# Bees "eating" bird seed



## Michael Bush (Aug 2, 2002)

They are using it for pollen. I don't think they "mistake" it they just know it's the best thing they can find right now.


----------



## Alex Cantacuzene (May 29, 2003)

Hi all, last year, I think it was in the spring, I panicked when I found lots of white "eggs" of maybe another pest on the sticky board. Well, after I calmed down and wrote to this forum I was told that it was only bird seed. Am I jumpy or what? Take care and have fun.


----------



## Ken&Andria (May 2, 2007)

we had a warm day 'bout a week ago, bees were all out flying around, saw a few bringing back something that looked like pollen. Couldn't figure out what the heck they could be foraging on. Now it makes sense! I'll bet a hundred bucks it was from the bird feeders.
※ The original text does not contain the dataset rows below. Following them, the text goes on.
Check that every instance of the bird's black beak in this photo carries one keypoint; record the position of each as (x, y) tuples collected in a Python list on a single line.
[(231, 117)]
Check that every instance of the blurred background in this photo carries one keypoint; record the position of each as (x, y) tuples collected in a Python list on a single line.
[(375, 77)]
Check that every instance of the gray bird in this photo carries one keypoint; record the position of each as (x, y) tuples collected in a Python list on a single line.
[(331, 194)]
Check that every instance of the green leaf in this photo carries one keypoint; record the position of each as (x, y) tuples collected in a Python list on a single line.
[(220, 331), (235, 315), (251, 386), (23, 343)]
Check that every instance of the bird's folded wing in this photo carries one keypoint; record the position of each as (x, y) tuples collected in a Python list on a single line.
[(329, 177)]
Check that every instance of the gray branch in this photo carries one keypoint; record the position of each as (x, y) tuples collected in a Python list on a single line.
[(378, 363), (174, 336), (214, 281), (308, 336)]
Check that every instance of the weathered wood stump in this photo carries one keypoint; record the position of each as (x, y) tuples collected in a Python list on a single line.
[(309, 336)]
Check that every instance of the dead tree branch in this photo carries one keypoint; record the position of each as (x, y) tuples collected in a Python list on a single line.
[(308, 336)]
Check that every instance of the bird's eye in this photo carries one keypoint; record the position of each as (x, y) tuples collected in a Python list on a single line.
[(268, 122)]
Next time I see this I'll go look at the feeders and confirm....


----------



## Budvar (Feb 5, 2008)

Whenever the temp gets near 50 the last few weeks, my bees seem to make a beeline for our compost pile....coffee grounds, fruit peels, etc.


----------



## Michael Palmer (Dec 29, 2006)

Bees will roll up and take home lots of things we wouldn't associate with honeybees. Yes, dust in bird feeders. They take home White Millet seeds, too. Also, high moisture corn from ag-bags, saw dust from the bunker, and manure from the barn floor gutter.


----------



## BEES4U (Oct 10, 2007)

*Hungry bees*

Now you know how open feeding of pollen substitute works.
You might consider feeding pollen patties if it's not to early in your area.
Ernie


----------



## Tom G. Laury (May 24, 2008)

Here in Calif bees have been collecting sulphur from the piles in the orchards waiting to be spread, also have seen them collecting sawdust from aromatic pine.


----------



## Carl F (Aug 6, 2008)

I always thought of bees as being pretty focused on pollen and nectar. From reading these posts I guess I shouldn't be surprised to see them hauling a burger and fries back to the hive.opcorn:


----------



## Brent Bean (Jun 30, 2005)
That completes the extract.